Tale articolo prevede la sospensione delle normali regole di trattamento penitenziario, con un provvedimento del ministro della Giustizia, per gravi motivi di ordine e sicurezza pubblica.254

Innanzitutto sono limitati i colloqui con i famigliari, che possono essere uno al mese ad intervalli di tempo regolari. Tali incontri sono videoregistrati e si svolgono in locali attrezzati in modo da impedire ogni contatto tra il detenuto e il visitatore e il passaggio di oggetti: è presente un vetro divisorio e il condannato e il famigliare si parlano attraverso un interfono.255

Queste restrizioni comportano spesso un inevitabile peggioramento dei rapporti con i propri cari, aumentando di conseguenza la sofferenza del condannato.256 È proprio considerando tale aspetto che si è posto il problema della tutela del diritto

all’affettività del detenuto.257

In caso di impossibilità di un colloquio orale, il direttore dell’istituto può autorizzare una conversazione telefonica della durata massima di dieci minuti (in questo caso la prescrizione è analoga a quella relativa agli altri detenuti) che viene registrata.

253 Cfr.

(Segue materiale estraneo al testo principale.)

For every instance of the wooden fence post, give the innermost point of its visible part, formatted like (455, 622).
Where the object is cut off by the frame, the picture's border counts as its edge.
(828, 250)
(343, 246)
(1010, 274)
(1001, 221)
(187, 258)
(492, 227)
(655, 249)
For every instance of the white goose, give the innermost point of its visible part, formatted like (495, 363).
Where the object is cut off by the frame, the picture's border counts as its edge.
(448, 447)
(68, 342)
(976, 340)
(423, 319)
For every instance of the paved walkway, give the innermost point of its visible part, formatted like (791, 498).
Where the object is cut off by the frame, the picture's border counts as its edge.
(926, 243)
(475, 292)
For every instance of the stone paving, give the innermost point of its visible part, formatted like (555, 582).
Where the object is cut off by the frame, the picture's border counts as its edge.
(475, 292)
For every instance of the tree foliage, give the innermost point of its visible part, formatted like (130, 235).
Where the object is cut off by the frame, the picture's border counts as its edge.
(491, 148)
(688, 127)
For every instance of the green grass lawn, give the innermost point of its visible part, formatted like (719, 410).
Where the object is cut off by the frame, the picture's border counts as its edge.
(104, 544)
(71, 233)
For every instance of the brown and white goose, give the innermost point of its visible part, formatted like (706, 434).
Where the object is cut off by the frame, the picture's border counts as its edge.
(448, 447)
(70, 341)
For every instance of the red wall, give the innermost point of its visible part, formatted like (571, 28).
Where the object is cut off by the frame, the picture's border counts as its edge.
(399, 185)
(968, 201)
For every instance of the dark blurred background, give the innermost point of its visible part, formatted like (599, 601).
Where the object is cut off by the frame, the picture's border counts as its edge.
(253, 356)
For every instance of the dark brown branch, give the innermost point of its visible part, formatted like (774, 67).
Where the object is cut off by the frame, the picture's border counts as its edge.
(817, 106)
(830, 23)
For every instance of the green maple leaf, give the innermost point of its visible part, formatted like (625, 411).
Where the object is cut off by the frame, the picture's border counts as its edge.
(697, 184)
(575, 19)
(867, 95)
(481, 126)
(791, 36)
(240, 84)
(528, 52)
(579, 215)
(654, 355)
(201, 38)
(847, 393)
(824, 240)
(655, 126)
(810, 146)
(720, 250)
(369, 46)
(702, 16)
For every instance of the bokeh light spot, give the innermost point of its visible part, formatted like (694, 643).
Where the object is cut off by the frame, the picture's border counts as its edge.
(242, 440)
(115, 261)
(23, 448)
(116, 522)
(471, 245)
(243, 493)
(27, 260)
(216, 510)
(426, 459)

A. PUGIOTTO, Criticità costituzionali dell’ergastolo ostativo, cit., p. 65. 254 Cfr. P. CORSO (a cura di), Manuale dell’esecuzione penitenziaria, cit., p. 217. 255 Cfr. ivi, p. 225.

256 «Un sistema che priva di tutto, anche di un semplice abbraccio, di un semplice bacio con mio papà. Io non ho toccato la mano al mio papà per sette anni, questo ha distrutto anche il nostro rapporto […]». Queste sono le parole di Francesca, figlia di Tommaso Romeo, un detenuto che ha passato anni in regime di carcere duro. Cfr. Ristretti orizzonti, 1/2017, p. 28.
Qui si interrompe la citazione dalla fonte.